When each launches emergency coronary angioplasty, both hospitals will have the ability to treat — and no longer need to transfer — certain patients who come into their emergency rooms having a heart attack and requiring the procedure.
The state’s willingness to allow more hospitals to perform emergency angioplasty — a procedure that uses a balloon to open narrowed or clogged arteries in the heart and restore blood flow — reflects advances in medical technology and techniques that are enabling smaller hospitals to perform some procedures that have been done exclusively at larger, tertiary care centers, said William Cunningham, M.D., chief medical officer for Metro Hospital.
Emergency coronary angioplasty is among the medical services that have been perfected to the point where more hospitals can do it effectively and safely on low-risk patients under certain conditions, Cunningham said.
“It is the future of acute-care hospitals,” Cunningham said. “Community hospitals can do procedures as effectively and safely as tertiary care centers.”
Under state certificate-of-need regulations enacted a year ago, hospitals with cardiac catheter labs may seek approval to perform emergency angioplasty as a life-saving technique. The procedure was previously limited to hospitals with open-heart programs.
Proponents of the rule change argued that more hospitals, under certain conditions, could perform emergency angioplasty safely.
Until recently, Metro Hospital and Saint Mary’s transferred those patients to Spectrum Health, one of two hospitals in the market with open-heart programs. The other is Mercy General Health Partners in Muskegon.
Research data shows that angioplasty is most effective for heart attack patients when done within an hour of the onset of symptoms. Eliminating the time to transfer a person to another hospital increases the patient’s chances for survival and recovery.
Metro Hospital and Saint Mary’s received approval in late June from the Michigan Department of Community Health to perform emergency coronary angioplasty for patients deemed low risk.
“This approval is definitely in the best interests of our patients,” said Michael Vrendenburg, M.D., chief of cardiology at Saint Mary’s.
Holland Community Hospital has a request to the state pending and spokesman John Speeter expects approval to come by Aug. 1.
Saint Mary’s expects to perform at least 48 emergency angioplasty procedures — also known as percutaneous coronary intervention, or PCI — in the first year of service and an increased volume in subsequent years. Saint Mary’s plans to begin performing the procedure late next spring at the earliest.

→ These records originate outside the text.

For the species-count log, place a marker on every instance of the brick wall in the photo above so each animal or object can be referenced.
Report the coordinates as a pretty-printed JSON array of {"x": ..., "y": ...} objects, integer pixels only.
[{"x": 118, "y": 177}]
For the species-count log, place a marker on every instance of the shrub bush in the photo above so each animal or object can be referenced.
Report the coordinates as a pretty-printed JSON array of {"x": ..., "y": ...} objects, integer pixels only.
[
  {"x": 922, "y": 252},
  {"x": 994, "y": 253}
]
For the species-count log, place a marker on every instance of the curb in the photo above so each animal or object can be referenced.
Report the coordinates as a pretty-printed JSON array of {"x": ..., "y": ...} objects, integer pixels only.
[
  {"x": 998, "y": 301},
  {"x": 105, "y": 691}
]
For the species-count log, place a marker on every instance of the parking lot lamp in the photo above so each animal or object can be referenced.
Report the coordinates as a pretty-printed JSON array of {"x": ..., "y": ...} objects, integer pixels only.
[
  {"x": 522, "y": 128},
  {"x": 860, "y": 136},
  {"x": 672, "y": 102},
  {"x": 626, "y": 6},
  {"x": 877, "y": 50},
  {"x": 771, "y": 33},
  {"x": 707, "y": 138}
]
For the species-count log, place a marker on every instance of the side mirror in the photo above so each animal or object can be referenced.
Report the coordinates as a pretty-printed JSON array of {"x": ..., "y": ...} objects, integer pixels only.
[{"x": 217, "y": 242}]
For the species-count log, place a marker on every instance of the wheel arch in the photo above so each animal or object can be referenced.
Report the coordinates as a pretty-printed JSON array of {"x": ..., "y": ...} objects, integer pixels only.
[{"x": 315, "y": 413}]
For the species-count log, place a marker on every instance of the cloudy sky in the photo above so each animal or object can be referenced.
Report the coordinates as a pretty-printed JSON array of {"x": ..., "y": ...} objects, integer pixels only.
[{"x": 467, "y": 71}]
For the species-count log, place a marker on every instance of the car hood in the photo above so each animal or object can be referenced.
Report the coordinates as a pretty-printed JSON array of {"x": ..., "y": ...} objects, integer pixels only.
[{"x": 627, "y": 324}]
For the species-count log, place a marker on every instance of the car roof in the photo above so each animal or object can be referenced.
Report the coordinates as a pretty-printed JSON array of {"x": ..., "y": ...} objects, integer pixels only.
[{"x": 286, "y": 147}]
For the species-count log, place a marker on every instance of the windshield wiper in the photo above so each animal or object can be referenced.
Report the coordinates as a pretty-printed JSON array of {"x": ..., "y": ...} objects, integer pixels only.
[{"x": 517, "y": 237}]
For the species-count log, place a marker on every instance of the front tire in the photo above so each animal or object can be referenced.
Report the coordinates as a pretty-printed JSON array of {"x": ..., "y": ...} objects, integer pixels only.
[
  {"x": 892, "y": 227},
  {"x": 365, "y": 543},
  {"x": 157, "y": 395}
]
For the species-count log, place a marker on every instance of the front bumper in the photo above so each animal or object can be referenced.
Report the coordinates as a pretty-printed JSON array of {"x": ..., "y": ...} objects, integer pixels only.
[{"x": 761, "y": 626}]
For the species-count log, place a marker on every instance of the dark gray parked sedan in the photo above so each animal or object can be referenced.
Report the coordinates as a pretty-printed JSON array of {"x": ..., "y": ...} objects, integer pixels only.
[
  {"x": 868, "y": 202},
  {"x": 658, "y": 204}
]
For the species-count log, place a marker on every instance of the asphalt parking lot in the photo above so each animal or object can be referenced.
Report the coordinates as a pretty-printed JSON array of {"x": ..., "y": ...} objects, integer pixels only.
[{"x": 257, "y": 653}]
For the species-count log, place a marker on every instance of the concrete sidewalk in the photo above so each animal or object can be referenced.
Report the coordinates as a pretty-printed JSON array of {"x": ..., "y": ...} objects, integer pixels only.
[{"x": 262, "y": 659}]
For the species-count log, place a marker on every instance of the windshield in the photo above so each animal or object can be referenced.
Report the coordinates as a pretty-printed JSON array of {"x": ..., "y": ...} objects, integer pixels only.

Metro Hospital anticipates performing 25 PCI procedures in the first year and 50 in the second year. The hospital plans to launch the procedure this fall, Cunningham said.
State CON rules require a hospital lacking an open-heart program and wanting to perform emergency angioplasty to show that it’s done 400 diagnostic cardiac catheterizations in the last year, has at least two experienced interventional cardiologists who have performed at least 75 procedures annually in the last two years, and has a written agreement with an open-heart facility to address staff training, credentialing, case reviews and the transfer of patients within one hour when needed.